Model Complexity in Machine Learning

By John Paul Mueller, Luca Massaron

Just as simplicity of formulations is a problem in machine learning, automatically resorting to mapping very intricate formulations doesn’t always provide a solution. In fact, you don’t know the true complexity of the required response mapping (such as whether it fits in a straight line or in a curved one). Therefore, just as simplicity may create an unsuitable response, it’s also possible to represent the complexity in data with an overly complex mapping.

9781119245513-fg1101

In such case, the problem with a complex mapping is that it has many terms and parameters — and in some extreme cases, your algorithm may have more parameters than your data has examples. Because you must specify all the parameters, the algorithm then starts memorizing everything in the data — not just the signals but also the random noise, the errors, and all the slightly specific characteristics of your sample.

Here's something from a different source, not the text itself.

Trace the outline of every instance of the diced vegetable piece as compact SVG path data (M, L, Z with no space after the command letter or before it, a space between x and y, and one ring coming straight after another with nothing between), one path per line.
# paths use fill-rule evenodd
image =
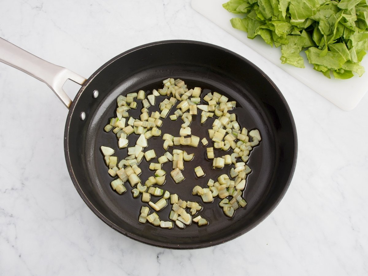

In some cases, it can even just memorize the examples as they are. However, unless you’re working on a problem with a limited number of simple features with few distinct values (basically a toy dataset, that is, a dataset with few examples and features, thus simple to deal with and ideal for examples), you’re highly unlikely to encounter the same example twice, given the enormous number of possible combinations of all the available features in the dataset.

When memorization happens, you may have the illusion that everything is working well because your machine learning algorithm seems to have fitted the in-sample data so well. Instead, problems can quickly become evident when you start having it work with out-of-sample data and you notice that it produces errors in its predictions as well as errors that actually change a lot when you relearn from the same data with a slightly different approach.

Overfitting occurs when your algorithm has learned too much from your data, up to the point of mapping curve shapes and rules that do not exist. Any slight change in the procedure or in the training data produces erratic predictions.

too complex linear model
Example of a linear model going right and becoming too complex while trying to map a curve function.